Penyakit mematikan itu, kini bersemayam dalam tubuhku.
Sengaja kurahasiakan perihal penyakit itu. Koh Liem tak boleh tahu atau
nasibku akan sama seperti Mei Ling. Gadis bermata sipit itu dicambuk hingga
pingsan sebelum dipulangkan ke negaranya karena ketahuan tertular sipilis.
Posisi kami sebagai wanita penghibur memang serba sulit, kapan saja bisa
dibuang seperti sampah bila sudah tak dibutuhkan.

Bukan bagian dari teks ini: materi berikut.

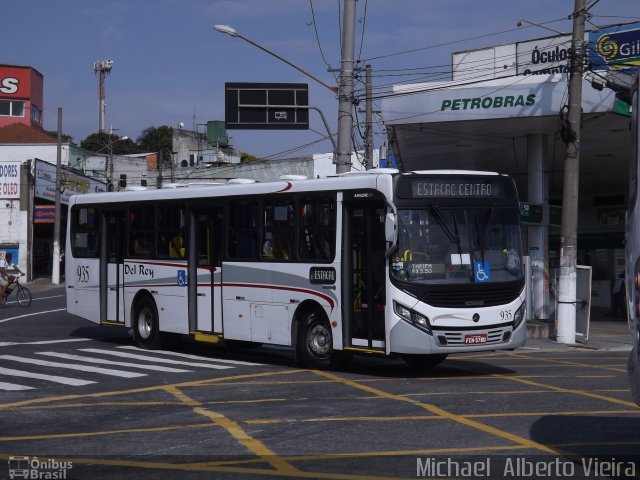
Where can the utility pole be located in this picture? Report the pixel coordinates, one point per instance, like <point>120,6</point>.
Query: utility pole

Tak biasanya, beberapa hari ini pelesiran sepi pelanggan. Kabar simpang
siur yang kudengar, Jepang dikalahkan oleh Sekutu sehingga sebagian besar
tentara yang masih tinggal di Indonesia ditarik pulang ke negaranya. Aku dan
Karsini sangat senang mendengar kabar itu, tetapi tidak dengan Koh Liem dan
yang lain.
Koh Liem sering marah dan uring-uringan. Pasalnya, pelanggan yang datang
merosot tajam. Pria itu jelas khawatir rumah pelesirannya gulung tikar jika
Jepang angkat kaki dari negeri ini. Dia mengumpat sana sini, kemudian menghabiskan waktu dengan berjudi dan menenggak
berbotol-botol anggur.
Ketika pelesiran semakin sepi dan nyaris tak ada pelanggan datang sama
sekali, teman-temanku sesama penghuni pelesiran mulai resah. Mereka sedih jika
harus pergi dari pelesiran Koh Liem, sebab belum tentu ada majikan yang
bersedia menampung. Aku hanya bisa menelan ludah, orang-orang seperti kami
benar-benar lemah dan tanpa masa depan.
Aku sendiri pun belum tahu akan bagaimana. Hari esok masih abu-abu.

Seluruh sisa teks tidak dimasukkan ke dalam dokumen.